絶妙すぎるキャスティングに、怖すぎる展開…「3000万」異色の“闇バイトドラマ”がNHKで生まれた背景
「同情するならカネ(金)をくれ」 1994年にユーキャン新語・流行語大賞に選ばれたこのセリフで安達祐実は大ブレイクした。 【写真】リアルすぎ…得体の知れない「犯罪組織の面々」を演じる実力派俳優 当時12歳だった彼女は『家なき子』(日本テレビ系)というドラマで、貧困のあまり金を盗んだり暴力を振るう父を殺そうとしたりするダークヒロインであった。 あまりに悲惨な自分の人生を生き抜くために悪事に手を染めるしかない、天使のように愛くるしい少女のダーティーなキャラ設定。それを安達祐実は見事に演じて日本中を沸かせたのである。

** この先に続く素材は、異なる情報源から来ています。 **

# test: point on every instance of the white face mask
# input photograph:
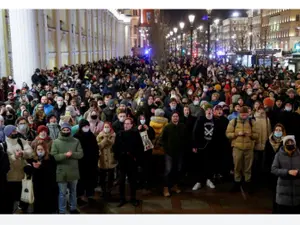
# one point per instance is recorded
(85, 129)
(288, 109)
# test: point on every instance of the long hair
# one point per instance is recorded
(109, 124)
(45, 146)
(282, 128)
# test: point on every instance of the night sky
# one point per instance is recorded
(172, 17)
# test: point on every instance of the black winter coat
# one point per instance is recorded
(288, 187)
(44, 185)
(88, 164)
(128, 145)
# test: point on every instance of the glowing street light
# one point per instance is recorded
(235, 14)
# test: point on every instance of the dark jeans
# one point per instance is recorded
(106, 179)
(173, 166)
(205, 166)
(148, 169)
(86, 187)
(14, 190)
(258, 166)
(283, 209)
(128, 167)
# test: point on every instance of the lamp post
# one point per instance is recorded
(251, 28)
(181, 25)
(171, 34)
(175, 29)
(208, 31)
(191, 19)
(216, 22)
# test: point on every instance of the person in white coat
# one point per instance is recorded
(18, 151)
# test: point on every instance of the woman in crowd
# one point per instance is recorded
(286, 166)
(42, 137)
(147, 161)
(43, 171)
(88, 163)
(106, 162)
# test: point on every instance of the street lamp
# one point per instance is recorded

■「社会の闇」が似合う安達祐実 あれから30年、安達祐実は目下、3000万円を巡るクライムサスペンス『3000万』(NHK、土曜22時)のヒロインを演じている。闇バイトに関わる3000万円をネコババしようとして転落していく主婦・祐子役がハマっている。なぜか安達祐実には社会の闇が似合う。 祐子はコールセンターで働く派遣社員。夫・義光(青木崇高)は元ミュージシャンで、いまはわけあって警備員をやっている。2人には1人息子・純一(味元耀大)がいる。郊外の一戸建てに住んでいるものの、生活は決して楽ではない。

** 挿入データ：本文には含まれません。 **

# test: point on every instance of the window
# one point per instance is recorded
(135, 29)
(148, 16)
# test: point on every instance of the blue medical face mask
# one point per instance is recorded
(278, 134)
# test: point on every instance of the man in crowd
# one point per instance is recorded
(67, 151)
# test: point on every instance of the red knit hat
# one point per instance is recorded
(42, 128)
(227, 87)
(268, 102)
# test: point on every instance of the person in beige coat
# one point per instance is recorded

ある夜、祐子が運転する車がバイクと事故を起こした。それをきっかけにバイクに乗っていたソラ(森田想)が持っていた3000万円が転がり込んでくるが、その金は犯罪組織と関係するやばいものだった。 金を警察に届けるという選択肢も脳裏をよぎるが、タイミングを逸するばかりで、義光と祐子は結局、一部を使ってしまう。ごまかせるわけもなく、犯罪組織や警察からじわじわと追い詰められ、平凡だった生活が大きく崩壊していく。

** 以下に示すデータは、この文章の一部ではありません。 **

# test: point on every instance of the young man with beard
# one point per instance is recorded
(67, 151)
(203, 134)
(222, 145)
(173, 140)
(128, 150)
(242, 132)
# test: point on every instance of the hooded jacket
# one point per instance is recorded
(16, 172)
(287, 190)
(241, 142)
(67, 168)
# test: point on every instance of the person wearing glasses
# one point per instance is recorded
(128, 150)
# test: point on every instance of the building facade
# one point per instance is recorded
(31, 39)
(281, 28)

お金を返そうとしてなかなか返せないドタバタ喜劇かと思ったら、洒落にならない深刻さで、祐子と義光は常に選択を間違えて、どんどん立場を悪くする。 とくに祐子は、追っ手を湖に突き落として殺人容疑者になる可能性まで作った揚げ句、使ったお金の返済のために闇バイトに加担することになって、罪に罪を重ねていく。 夫の夢が破れて家計も楽でなく、コールセンターでは顧客からも上司からもハラスメントを受けている祐子に同情の余地はあるものの、彼女はいい大人なのであり、子を持つ親なのである。でもそれが、貧困が増加する一方の現代の実情であるとしたら……。